CARE-Edit: Condition-Aware Routing of Experts for Contextual Image Editing

TL;DR

Experiments validate CARE-Edit's strong performance on contextual editing tasks, including erasure, replacement, text-driven edits, and style transfer, and demonstrate the importance of dynamic, condition-aware processing to mitigate multi-condition conflicts.

Abstract

Unified diffusion editors often rely on a fixed, shared backbone for diverse tasks, suffering from task interference and poor adaptation to heterogeneous demands (e.g., local vs global, semantic vs photometric). In particular, prevalent ControlNet and OmniControl variants combine multiple conditioning signals (e.g., text, mask, reference) via static concatenation or additive adapters which cannot dynamically prioritize or suppress conflicting modalities, thus resulting in artifacts like color bleeding across mask boundaries, identity or style drift, and unpredictable behavior under multi-condition inputs. To address this, we propose Condition-Aware Routing of Experts (CARE-Edit) that aligns model computation with specific editing competencies.
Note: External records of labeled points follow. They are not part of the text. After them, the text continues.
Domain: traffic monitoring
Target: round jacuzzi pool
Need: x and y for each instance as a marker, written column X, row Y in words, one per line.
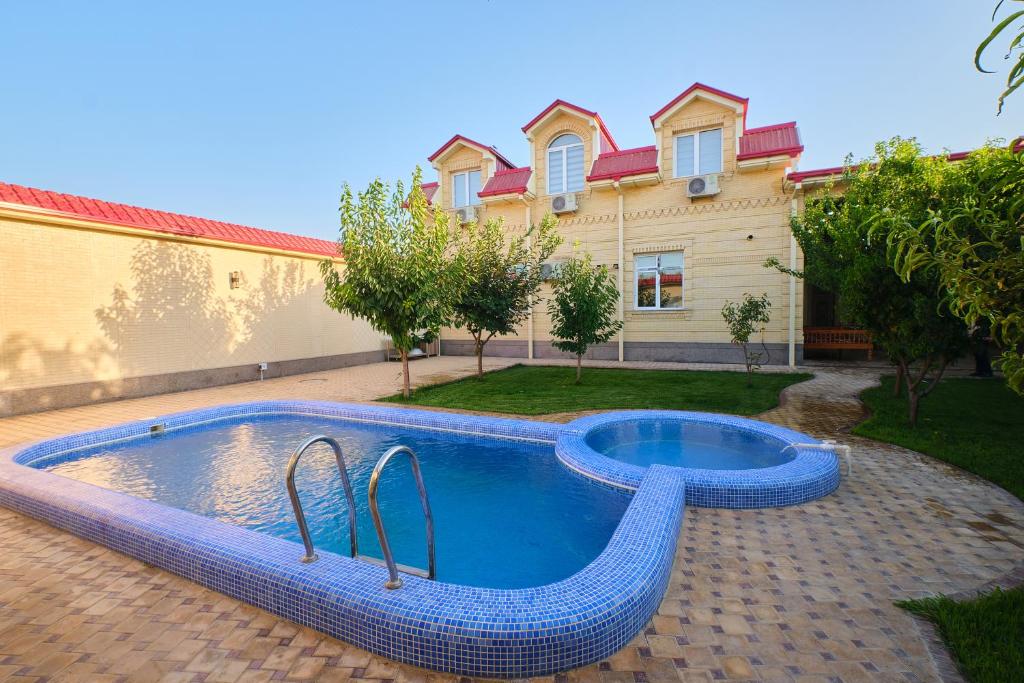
column 728, row 462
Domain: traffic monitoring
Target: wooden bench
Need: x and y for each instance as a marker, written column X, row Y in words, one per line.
column 839, row 338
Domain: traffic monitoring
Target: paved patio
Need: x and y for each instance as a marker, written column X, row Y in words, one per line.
column 801, row 593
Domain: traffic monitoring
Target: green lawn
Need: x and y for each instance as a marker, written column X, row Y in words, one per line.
column 975, row 424
column 985, row 635
column 541, row 390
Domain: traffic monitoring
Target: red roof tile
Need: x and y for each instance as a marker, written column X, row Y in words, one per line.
column 770, row 140
column 615, row 165
column 503, row 162
column 700, row 86
column 162, row 221
column 510, row 181
column 607, row 141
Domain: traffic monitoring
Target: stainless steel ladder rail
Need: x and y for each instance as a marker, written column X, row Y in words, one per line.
column 293, row 494
column 394, row 581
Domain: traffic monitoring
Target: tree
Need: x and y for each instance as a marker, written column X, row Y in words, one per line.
column 505, row 275
column 845, row 252
column 1016, row 76
column 400, row 272
column 975, row 247
column 583, row 307
column 743, row 319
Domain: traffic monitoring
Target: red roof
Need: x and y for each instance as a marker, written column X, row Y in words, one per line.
column 503, row 163
column 429, row 189
column 606, row 141
column 781, row 138
column 162, row 221
column 615, row 165
column 509, row 181
column 700, row 86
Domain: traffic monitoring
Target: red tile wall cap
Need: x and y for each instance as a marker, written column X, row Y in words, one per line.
column 799, row 176
column 579, row 110
column 617, row 165
column 781, row 138
column 161, row 221
column 502, row 160
column 700, row 86
column 509, row 181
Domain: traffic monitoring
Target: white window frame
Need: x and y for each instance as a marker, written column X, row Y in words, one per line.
column 696, row 152
column 657, row 282
column 562, row 151
column 463, row 177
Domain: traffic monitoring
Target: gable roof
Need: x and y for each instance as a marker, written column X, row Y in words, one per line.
column 782, row 138
column 694, row 91
column 606, row 138
column 509, row 181
column 616, row 165
column 503, row 162
column 161, row 221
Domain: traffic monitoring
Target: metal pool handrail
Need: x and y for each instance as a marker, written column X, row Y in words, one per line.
column 394, row 581
column 293, row 494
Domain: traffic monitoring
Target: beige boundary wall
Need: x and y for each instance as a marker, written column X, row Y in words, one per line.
column 91, row 312
column 725, row 240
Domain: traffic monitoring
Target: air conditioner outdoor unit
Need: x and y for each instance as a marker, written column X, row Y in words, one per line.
column 702, row 185
column 467, row 214
column 563, row 204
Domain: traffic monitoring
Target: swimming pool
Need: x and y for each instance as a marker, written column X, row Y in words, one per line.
column 551, row 523
column 727, row 462
column 450, row 627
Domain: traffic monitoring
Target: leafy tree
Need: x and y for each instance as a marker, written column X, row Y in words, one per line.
column 1016, row 76
column 583, row 307
column 846, row 253
column 505, row 275
column 743, row 319
column 975, row 246
column 400, row 272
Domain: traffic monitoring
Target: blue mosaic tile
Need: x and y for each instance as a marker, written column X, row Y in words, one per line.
column 444, row 627
column 811, row 474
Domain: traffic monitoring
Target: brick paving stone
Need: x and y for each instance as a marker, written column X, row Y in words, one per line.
column 796, row 594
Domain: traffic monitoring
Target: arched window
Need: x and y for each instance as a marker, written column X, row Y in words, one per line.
column 565, row 164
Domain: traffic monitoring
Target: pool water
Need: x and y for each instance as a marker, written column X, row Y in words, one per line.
column 507, row 514
column 688, row 443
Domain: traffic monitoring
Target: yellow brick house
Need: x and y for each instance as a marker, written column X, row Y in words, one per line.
column 685, row 223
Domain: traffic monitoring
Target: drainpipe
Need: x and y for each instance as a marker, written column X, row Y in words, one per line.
column 621, row 270
column 529, row 319
column 793, row 287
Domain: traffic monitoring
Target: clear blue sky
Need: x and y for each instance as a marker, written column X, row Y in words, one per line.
column 257, row 112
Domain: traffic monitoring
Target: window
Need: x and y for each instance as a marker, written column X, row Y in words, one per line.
column 464, row 188
column 565, row 165
column 658, row 281
column 697, row 154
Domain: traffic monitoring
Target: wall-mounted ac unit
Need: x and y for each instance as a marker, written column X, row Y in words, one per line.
column 702, row 185
column 563, row 204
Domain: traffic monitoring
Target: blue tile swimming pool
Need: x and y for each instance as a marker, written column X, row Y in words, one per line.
column 550, row 523
column 551, row 555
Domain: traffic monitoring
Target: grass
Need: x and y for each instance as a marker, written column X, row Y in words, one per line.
column 542, row 390
column 977, row 425
column 985, row 635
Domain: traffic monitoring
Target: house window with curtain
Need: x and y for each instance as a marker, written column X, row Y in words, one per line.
column 565, row 165
column 697, row 154
column 464, row 188
column 658, row 281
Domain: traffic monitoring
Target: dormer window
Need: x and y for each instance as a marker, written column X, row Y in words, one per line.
column 565, row 165
column 464, row 188
column 697, row 154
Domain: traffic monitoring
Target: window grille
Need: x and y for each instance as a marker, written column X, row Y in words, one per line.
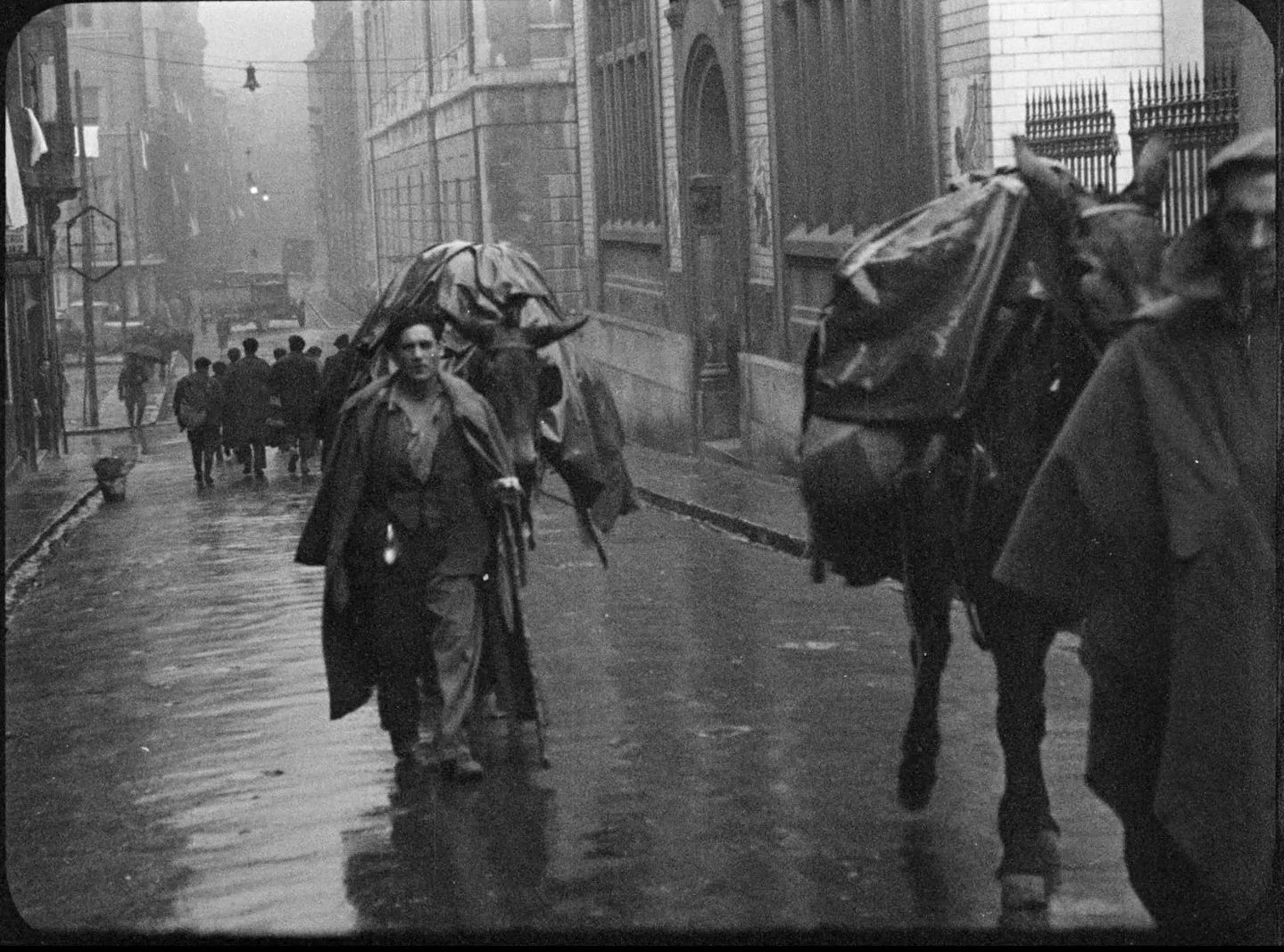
column 623, row 89
column 856, row 110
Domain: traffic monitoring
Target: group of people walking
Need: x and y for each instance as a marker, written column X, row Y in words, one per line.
column 1151, row 528
column 236, row 409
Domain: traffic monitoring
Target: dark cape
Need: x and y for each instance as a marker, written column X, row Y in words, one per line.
column 348, row 659
column 1152, row 520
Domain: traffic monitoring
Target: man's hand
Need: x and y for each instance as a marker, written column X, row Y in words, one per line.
column 508, row 490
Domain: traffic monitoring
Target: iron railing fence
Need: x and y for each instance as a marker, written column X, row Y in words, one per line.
column 1199, row 116
column 1075, row 126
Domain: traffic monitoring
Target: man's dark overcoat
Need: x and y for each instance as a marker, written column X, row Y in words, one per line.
column 1153, row 519
column 297, row 382
column 348, row 660
column 245, row 394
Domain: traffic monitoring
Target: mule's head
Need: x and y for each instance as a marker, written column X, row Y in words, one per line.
column 1099, row 253
column 515, row 379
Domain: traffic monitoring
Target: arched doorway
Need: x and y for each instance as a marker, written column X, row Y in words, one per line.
column 714, row 245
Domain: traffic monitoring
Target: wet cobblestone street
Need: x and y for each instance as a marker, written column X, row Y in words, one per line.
column 723, row 738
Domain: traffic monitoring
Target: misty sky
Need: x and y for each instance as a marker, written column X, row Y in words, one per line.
column 258, row 32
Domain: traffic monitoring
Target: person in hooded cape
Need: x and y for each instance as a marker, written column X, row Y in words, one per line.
column 1152, row 526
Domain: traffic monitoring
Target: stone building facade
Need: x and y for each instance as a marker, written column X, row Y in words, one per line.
column 37, row 183
column 468, row 131
column 732, row 149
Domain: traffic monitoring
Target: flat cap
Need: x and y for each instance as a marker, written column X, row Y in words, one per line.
column 1254, row 149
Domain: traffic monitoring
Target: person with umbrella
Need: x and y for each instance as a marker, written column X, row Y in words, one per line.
column 407, row 523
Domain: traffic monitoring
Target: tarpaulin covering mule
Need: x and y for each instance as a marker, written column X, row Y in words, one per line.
column 908, row 330
column 581, row 435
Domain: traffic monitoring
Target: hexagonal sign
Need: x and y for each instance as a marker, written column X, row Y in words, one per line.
column 98, row 256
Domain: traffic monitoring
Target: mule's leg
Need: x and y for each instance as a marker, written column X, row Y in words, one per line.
column 929, row 593
column 1020, row 640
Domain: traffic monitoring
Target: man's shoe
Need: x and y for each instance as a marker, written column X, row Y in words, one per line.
column 464, row 767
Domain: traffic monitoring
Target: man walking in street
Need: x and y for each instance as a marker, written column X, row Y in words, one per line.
column 198, row 402
column 295, row 382
column 406, row 523
column 247, row 399
column 1153, row 522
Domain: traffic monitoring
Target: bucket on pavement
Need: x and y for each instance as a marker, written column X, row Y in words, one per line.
column 111, row 472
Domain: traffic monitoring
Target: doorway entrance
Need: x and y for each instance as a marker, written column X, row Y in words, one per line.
column 714, row 252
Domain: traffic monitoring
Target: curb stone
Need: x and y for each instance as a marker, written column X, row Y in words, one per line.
column 739, row 526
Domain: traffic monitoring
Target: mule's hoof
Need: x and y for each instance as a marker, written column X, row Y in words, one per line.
column 1025, row 890
column 915, row 782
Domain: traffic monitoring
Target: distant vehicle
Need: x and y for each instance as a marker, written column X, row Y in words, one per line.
column 248, row 297
column 111, row 327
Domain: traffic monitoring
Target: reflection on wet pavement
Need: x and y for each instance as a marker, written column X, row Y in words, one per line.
column 723, row 739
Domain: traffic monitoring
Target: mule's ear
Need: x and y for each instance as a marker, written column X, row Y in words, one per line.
column 1055, row 193
column 544, row 335
column 1151, row 176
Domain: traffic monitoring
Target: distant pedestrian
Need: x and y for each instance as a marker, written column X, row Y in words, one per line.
column 230, row 412
column 132, row 388
column 50, row 388
column 198, row 403
column 217, row 370
column 405, row 525
column 295, row 382
column 245, row 399
column 336, row 379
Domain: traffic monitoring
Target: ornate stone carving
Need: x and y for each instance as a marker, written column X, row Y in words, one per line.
column 675, row 12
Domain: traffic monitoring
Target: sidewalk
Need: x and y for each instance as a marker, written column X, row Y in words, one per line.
column 38, row 502
column 762, row 508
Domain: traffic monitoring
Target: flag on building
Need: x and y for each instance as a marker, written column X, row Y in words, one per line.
column 38, row 146
column 14, row 204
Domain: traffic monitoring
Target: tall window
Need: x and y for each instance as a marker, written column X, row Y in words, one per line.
column 856, row 111
column 448, row 41
column 623, row 58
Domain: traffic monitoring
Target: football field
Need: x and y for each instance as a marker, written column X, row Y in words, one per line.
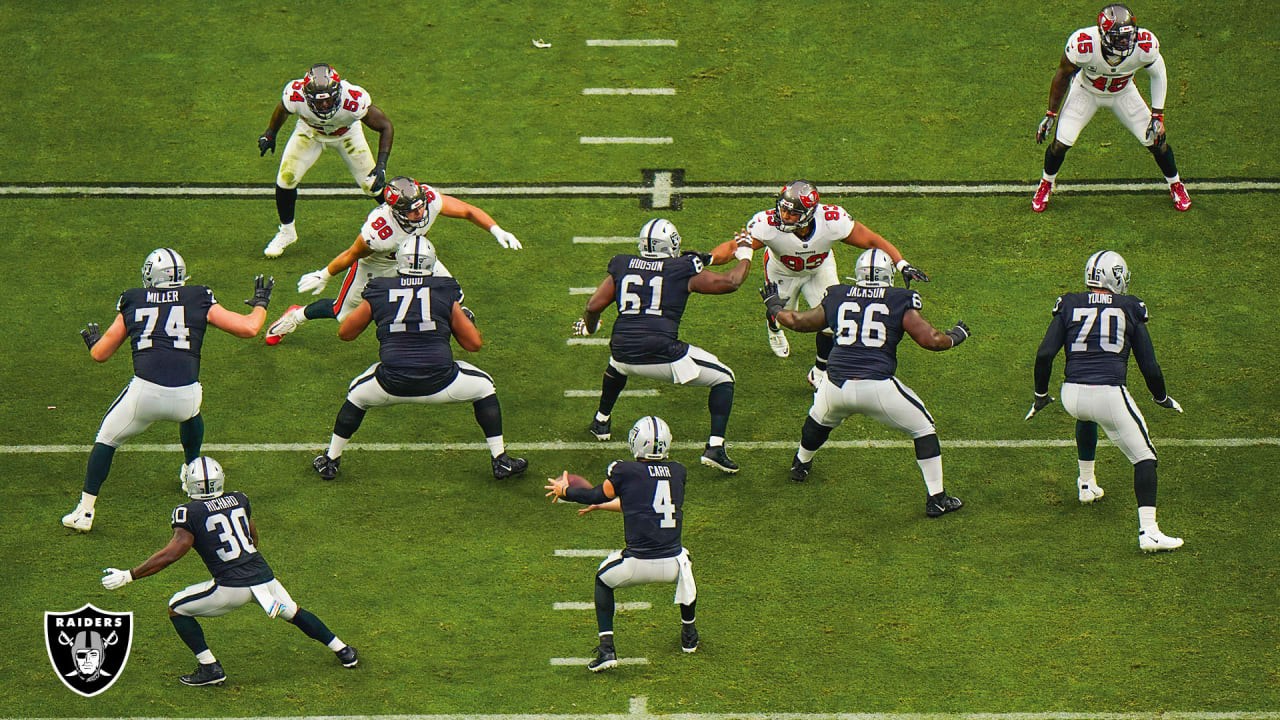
column 135, row 128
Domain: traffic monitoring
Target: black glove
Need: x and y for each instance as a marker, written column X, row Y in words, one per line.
column 91, row 336
column 958, row 333
column 910, row 273
column 261, row 292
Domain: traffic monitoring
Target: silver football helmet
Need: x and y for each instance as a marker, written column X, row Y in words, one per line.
column 659, row 238
column 649, row 438
column 415, row 256
column 874, row 268
column 1107, row 269
column 164, row 268
column 204, row 478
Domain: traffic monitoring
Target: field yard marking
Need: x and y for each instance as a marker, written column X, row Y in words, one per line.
column 570, row 445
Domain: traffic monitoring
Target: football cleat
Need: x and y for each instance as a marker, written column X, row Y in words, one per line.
column 506, row 465
column 210, row 674
column 284, row 237
column 941, row 504
column 327, row 466
column 714, row 456
column 80, row 520
column 1041, row 199
column 1153, row 541
column 286, row 324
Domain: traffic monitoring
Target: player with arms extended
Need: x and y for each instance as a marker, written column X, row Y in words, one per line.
column 867, row 320
column 1096, row 71
column 1098, row 328
column 650, row 495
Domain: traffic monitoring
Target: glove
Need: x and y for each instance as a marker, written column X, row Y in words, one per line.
column 91, row 335
column 958, row 333
column 504, row 238
column 261, row 292
column 314, row 282
column 115, row 578
column 1041, row 401
column 1046, row 126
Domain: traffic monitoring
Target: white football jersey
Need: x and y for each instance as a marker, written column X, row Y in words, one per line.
column 383, row 233
column 832, row 224
column 353, row 105
column 1084, row 50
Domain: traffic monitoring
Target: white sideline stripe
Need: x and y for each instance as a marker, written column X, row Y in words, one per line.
column 630, row 42
column 629, row 91
column 592, row 606
column 566, row 445
column 590, row 140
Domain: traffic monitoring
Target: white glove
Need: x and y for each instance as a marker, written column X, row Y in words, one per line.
column 115, row 578
column 314, row 282
column 504, row 238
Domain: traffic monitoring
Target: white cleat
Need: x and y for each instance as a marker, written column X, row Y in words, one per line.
column 778, row 342
column 1156, row 541
column 283, row 238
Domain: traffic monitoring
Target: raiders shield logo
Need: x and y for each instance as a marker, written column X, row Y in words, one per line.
column 88, row 647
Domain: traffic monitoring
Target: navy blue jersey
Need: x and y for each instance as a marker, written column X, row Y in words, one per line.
column 868, row 326
column 1100, row 332
column 650, row 295
column 414, row 318
column 220, row 527
column 653, row 496
column 167, row 328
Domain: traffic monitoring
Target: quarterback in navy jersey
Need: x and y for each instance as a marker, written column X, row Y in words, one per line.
column 1100, row 328
column 650, row 495
column 650, row 291
column 165, row 322
column 868, row 319
column 416, row 313
column 220, row 527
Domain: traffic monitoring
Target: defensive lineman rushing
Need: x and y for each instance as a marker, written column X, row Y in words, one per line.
column 416, row 313
column 1100, row 328
column 650, row 292
column 329, row 112
column 220, row 527
column 650, row 495
column 165, row 322
column 800, row 236
column 1098, row 65
column 868, row 320
column 408, row 210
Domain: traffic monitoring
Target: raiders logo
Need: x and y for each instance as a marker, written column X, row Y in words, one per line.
column 88, row 647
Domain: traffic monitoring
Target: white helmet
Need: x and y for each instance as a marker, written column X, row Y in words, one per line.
column 874, row 268
column 658, row 238
column 164, row 268
column 204, row 478
column 1109, row 270
column 649, row 438
column 415, row 256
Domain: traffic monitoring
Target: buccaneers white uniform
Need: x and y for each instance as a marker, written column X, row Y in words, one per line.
column 342, row 132
column 1102, row 85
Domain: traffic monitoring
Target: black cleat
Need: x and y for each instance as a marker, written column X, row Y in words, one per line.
column 347, row 656
column 941, row 504
column 606, row 657
column 689, row 638
column 714, row 456
column 209, row 674
column 327, row 466
column 600, row 429
column 800, row 470
column 506, row 465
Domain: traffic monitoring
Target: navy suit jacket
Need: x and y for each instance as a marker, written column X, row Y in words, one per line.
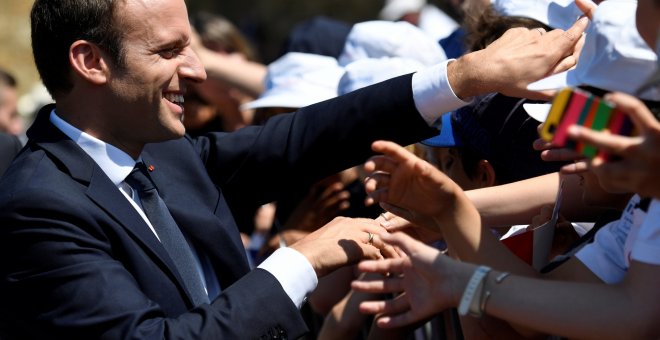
column 77, row 261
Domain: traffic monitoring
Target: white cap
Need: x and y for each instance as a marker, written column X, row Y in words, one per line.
column 538, row 111
column 365, row 72
column 614, row 56
column 382, row 39
column 554, row 13
column 297, row 80
column 395, row 9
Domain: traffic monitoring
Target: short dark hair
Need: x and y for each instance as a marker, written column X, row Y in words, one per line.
column 56, row 24
column 486, row 26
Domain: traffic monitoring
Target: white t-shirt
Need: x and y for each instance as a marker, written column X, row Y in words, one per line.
column 635, row 236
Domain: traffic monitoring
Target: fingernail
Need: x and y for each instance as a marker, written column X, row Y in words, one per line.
column 573, row 130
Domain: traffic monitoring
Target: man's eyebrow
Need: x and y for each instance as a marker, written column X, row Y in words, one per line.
column 179, row 42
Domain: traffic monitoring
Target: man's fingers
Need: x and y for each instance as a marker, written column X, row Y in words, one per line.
column 587, row 7
column 561, row 155
column 640, row 115
column 564, row 64
column 393, row 150
column 604, row 141
column 375, row 181
column 391, row 284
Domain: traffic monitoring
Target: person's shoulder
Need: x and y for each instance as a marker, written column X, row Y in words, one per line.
column 9, row 142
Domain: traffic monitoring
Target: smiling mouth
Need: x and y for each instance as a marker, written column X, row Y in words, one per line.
column 175, row 98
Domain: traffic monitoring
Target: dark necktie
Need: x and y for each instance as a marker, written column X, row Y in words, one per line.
column 168, row 232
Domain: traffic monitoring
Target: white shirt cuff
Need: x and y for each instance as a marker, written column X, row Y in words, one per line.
column 433, row 94
column 293, row 271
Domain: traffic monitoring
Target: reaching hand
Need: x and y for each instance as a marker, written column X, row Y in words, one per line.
column 325, row 201
column 635, row 168
column 394, row 223
column 341, row 242
column 429, row 283
column 518, row 58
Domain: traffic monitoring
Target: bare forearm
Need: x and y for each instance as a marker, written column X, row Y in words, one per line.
column 514, row 203
column 574, row 310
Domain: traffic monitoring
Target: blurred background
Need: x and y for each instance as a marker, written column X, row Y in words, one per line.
column 265, row 22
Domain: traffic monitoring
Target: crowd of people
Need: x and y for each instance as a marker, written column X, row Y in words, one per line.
column 379, row 180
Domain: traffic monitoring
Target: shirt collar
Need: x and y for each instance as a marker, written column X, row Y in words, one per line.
column 116, row 164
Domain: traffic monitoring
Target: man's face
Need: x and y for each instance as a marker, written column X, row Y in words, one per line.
column 159, row 63
column 8, row 102
column 448, row 160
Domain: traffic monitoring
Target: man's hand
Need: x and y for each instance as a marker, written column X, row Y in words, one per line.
column 341, row 242
column 430, row 283
column 518, row 58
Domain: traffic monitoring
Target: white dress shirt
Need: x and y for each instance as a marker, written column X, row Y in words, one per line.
column 433, row 97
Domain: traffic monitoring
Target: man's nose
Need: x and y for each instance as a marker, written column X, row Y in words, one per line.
column 192, row 68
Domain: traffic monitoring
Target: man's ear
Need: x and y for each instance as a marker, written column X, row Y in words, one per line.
column 88, row 62
column 486, row 174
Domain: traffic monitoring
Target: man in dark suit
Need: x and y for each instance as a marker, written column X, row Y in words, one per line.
column 83, row 256
column 10, row 145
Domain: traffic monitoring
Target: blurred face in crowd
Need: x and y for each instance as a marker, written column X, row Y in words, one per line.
column 159, row 65
column 648, row 21
column 8, row 114
column 593, row 193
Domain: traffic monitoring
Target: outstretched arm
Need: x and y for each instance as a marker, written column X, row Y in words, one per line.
column 432, row 282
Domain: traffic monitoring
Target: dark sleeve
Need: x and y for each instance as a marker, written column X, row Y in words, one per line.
column 303, row 147
column 63, row 275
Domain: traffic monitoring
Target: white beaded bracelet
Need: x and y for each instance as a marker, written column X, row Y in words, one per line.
column 471, row 299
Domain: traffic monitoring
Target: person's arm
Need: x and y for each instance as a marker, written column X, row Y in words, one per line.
column 234, row 70
column 634, row 164
column 433, row 282
column 518, row 202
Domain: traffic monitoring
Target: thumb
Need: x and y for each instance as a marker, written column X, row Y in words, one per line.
column 401, row 240
column 571, row 36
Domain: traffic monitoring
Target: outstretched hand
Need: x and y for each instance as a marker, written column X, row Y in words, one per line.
column 518, row 58
column 635, row 167
column 428, row 281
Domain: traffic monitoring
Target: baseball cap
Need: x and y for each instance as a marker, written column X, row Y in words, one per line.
column 386, row 39
column 297, row 80
column 614, row 56
column 365, row 72
column 395, row 9
column 554, row 13
column 498, row 128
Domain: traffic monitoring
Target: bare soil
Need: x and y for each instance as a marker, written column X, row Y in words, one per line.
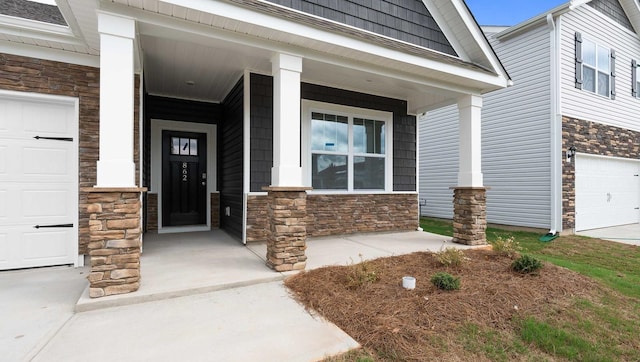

At its core, a lightweight latent-attention router assigns encoded diffusion tokens to four specialized experts--Text, Mask, Reference, and Base--based on multi-modal conditions and diffusion timesteps: (i) a Mask Repaint module first refines coarse user-defined masks for precise spatial guidance; (ii) the router applies sparse top-K selection to dynamically allocate computation to the most relevant experts; (iii) a Latent Mixture module subsequently fuses expert outputs, coherently integrating semantic, spatial, and stylistic information to the base images. Experiments validate CARE-Edit's strong performance on contextual editing tasks, including erasure, replacement, text-driven edits, and style transfer. Empirical analysis further reveals task-specific behavior of specialized experts, showcasing the importance of dynamic, condition-aware processing to mitigate multi-condition conflicts.

Figures (15)

• Figure 1: Overview of contextual image editing paradigm. (A) Instruction‑based editing guides modifications via a text prompt $\mathbf{T}$ and a base image $\mathbf{B}$. (B) Subject‑based editing uses the base $\mathbf{B}$ and a references image $\mathbf{R}$ to preserve identity or style. (C) CARE‑Edit incorporates all these modalities $(\mathbf{T}, \mathbf{B}, \mathbf{R})$ and the user-defined mask $\mathbf{M}$ in a diffusion transformer (DiT) backbone with condition‑aware routing of experts.
• Figure 2: CARE-Edit introduces condition‑aware specialized experts within the frozen DiT backbone. Given multimodal conditions, inputs are tokenized and projected to heterogeneous expert branches. The router assigns confidence scores and selects the top‑$K$ experts to process each token. Expert outputs are normalized, modulated, and fused through the Latent Mixture module, yielding denoised representations $\mathbf{h}'$ refined by Mask Repaint. Only lightweight adapters, the router, and fusion layers are trainable. This enables CARE-Edit to dynamically allocate computation, mitigates conflicts between heterogeneous conditions (e.g., text vs mask) and enables high-fidelity, coherent edits.
• Figure 3: Qualitative comparison of subject-driven contextual editing. Green annotations indicate data belonging to the benchmark, while Blue annotations denote whether mask inputs are provided. CARE-Edit ensures the preservation of subject identity and coherent contexts.
• Figure 4: Qualitative comparison of instruction-based editing.
• Figure 5: Visualization of base expert attention map over iterations.